Hester posted these accounts on Facebook of the last two days of our visit to Paris. We are now home safely.
Friday, our last day. We will miss our little apartment on Rue Tombe Issoire. Two flights up a winding staircase, a cozy and comfortable studio with a tiny kitchen, right on the RER train line, which runs from about 4 am until 1 am. We got used to the rumble at night, though really never got our time change figured out, and often were both awake reading at odd hours.
Metro this morning to L’Orangerie, the museum at the west end of the Tuileries where reside Monet’s Nympheas, the huge water lily paintings. We learned they were in fact painted expressly for those oval day-lit galleries.
We had our picnic in the Tuileries sitting in green chairs, at Dad’s request. He has a funny memory of an early morning run-in with an ardent gendarme (who may have been imbibing on the job) who blew his whistle and made Dad put back the green chairs that he had moved to a better spot. We were not hassled today.
Though we had thought we would not brave the Louvre on this trip, we had our museum passes which meant we could skip the lines, and just see a few galleries, and we were glad we did. Botticelli and Botticini, and the Winged Victory. We waved to the Mona Lisa, but bypassed the line to get close to her.
Mum then took a cab home and I made my way to the home-now museum, of Eugene Delacroix, just off the Blvd. St. Germain. We are struck by how all the artists in Paris in the early 1900’s knew and were influenced by and supported each other. Many of the exhibits we saw developed that theme, and their stories really enriched our experience and understanding. I picked up dinner makings on my way home and we ate in. I then went out as I have most evenings, to the local café, Le Comptoire, for a last glass of wine and some internet time. Hard to leave!

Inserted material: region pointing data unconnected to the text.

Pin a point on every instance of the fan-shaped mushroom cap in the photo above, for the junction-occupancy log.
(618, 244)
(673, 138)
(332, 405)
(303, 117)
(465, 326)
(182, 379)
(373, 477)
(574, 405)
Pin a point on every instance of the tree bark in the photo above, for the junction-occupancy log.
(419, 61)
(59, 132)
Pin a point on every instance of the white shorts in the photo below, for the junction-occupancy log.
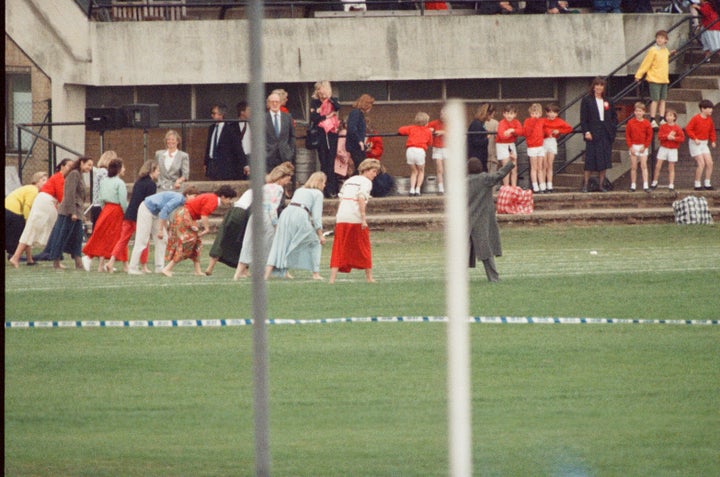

Thursday we knew we would be out late so we divided our day. After admiring puppies in the window of a pet shop in our neighborhood, we spent the morning in the Musee D’Orsay. Though Mum has walked MILES in the tunnels and stairways of the Metro, she is 83 after all, so we took advantage of a free wheelchair (chaise roulant–new word) in the bigger museums.
The D’Orsay is a museum created from a beautiful old train station, and to figure out where the wheelchair ramps are is a feat, but doable, and we got special treatment. Degas, Monet, Cezanne, Manet. A special exhibit of Rousseau. Then home for lunch and a nap. Then to the Cluny where hang the Unicorn tapestries, a favorite. From there we walked toward Ile de la Cite, stumbling upon the chapel of St. Severin, where we were treated to the organist practicing Bach! We sat quietly for a long time.
Crossing the Petit Pont, greeted at Notre Dame by a carillon of bells at five o’clock. Mum cried! I took her to the Jewish Deportation Memorial at the head of the island, which is centered around a long hallway of 20,000 lights, each one signifying a life sent to the death camps–France’s biggest shame. So moving and respectful. A pedicab got us to St. Chappelle in time for an early music concert that we so looked forward to, and it was astounding, not only beautiful, but in such a place! Dinner and home to bed, glowing.